Слушая веселую болтовню подружки, я продолжал исследование портретов.
«Марио Вильгельм Арсани, 33 года, 1799» – залихватски закрученные усы и хитрый взгляд из-под прищуренных век придавали Марио скорее облик русского гусара, чем патриарха одного из европейских семейств.
– Не удивляйся именам – в нашем роду чего только не намешано: итальянцы, немцы, французы, голландцы… Даже, вроде, один чех затесался. Ну, и детей называли сообща, не желая обидеть друг друга. Так уж повелось, – Грета как будто извинялась за предков, не удосужившихся сохранить пресловутую «чистоту нации» и так и не приобретших дворянского титула, при всех их доблестях и благодетелях, превозносимых бабкой.
Однако и к крестьянскому сословью праотцы Греты явно не принадлежали, о чем свидетельствовали богатые одеяния изображенных на портретах людей, среди которых нередко мелькала и военная форма.
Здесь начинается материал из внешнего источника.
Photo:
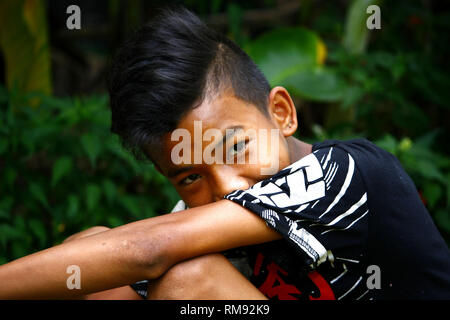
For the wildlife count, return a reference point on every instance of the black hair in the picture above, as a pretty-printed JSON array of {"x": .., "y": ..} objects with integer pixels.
[{"x": 168, "y": 67}]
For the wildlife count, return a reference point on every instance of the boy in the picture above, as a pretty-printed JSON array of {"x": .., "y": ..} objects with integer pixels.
[{"x": 340, "y": 220}]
В знаках различия того времени я понимал мало, но печать статного достоинства на лицах воителей не позволяла отнести их к простым солдатам. Помимо того, само наличие этих портретов уже являлось свидетельством некого благосостояния, ибо хорошие художники были в те времена весьма дорогим удовольствием.
Я ущипнул Грету за щеку, дав тем самым понять неуместность ее напускного консерватизма и намекая на мою к ней симпатию; в ответ на это она небольно укусила меня за палец, что я расценил как взаимность.
«Гудрун Маргарета Арсани, 21 год, 1831, автопортрет» – из грушевой рамы на меня смотрела довольно блеклая, незапоминающейся внешности блондинка с усталым взором, ничего общего не имеющая со своим щеголем-отцом. Хотя, может быть, дело не столько в ее невыразительности, сколько в том, что при написании автопортрета лишь упивающийся собой нарцисс решится на явные приукрашения, презрев рамки объективности. Как бы там ни было, изображение занимало достойное место в ряду портретов. Я вспомнил, что уже видел это имя на некоторых работах с противоположной стены.
– Довольно милая женщина, – заметил я вежливо, чувствуя себя обязанным как-то реагировать на каждый экспонат этого домашнего музея, чтобы не расстраивать невниманием моего гида. – Она была художницей?
– Вроде того. Во всяком случае, таковой слыла в округе. Кстати, милого в ней мало, и ты не должен непременно проявлять светскую учтивость, – как всегда тонко улавливая все нюансы коммуникации, откликнулась Грета. – Это моя прапрабабка, за год до смерти; она, и в самом деле, была довольно невзрачной и болезненной, хотя, говорят, было в ней что-то «не от мира сего». Картины вот… Пожалуй, так и уйти бы ей в небытие, предоставив другим блистать в легендах, если бы не один случай, сделавший ее самой загадочной и даже, я бы сказала, роковой фигурой всего племени… Куда уж всем этим воякам!
С этими словами девушка отошла в противоположный конец комнаты, где располагался столик с напитками, и налила по глотку рома в два широких стакана. Вернувшись, она протянула один из них мне и, чуть пригубив ароматного напитка, замерла, глядя куда-то сквозь стену.
Я последовал ее примеру и по достоинству оценил великолепное качество предложенного мне спиртного, не шедшего ни в какое сравнение с той кислой бурдой, что можно было получить в кабаке при гостинице.
Полагая, что Грета ожидает вопроса с моей стороны, я попросил ее рассказать поподробнее об упомянутом случае, тем более, мне и самому было довольно интересно, какими же деяниями могла войти в историю эта бледная особа, прапрабабка моей подруги.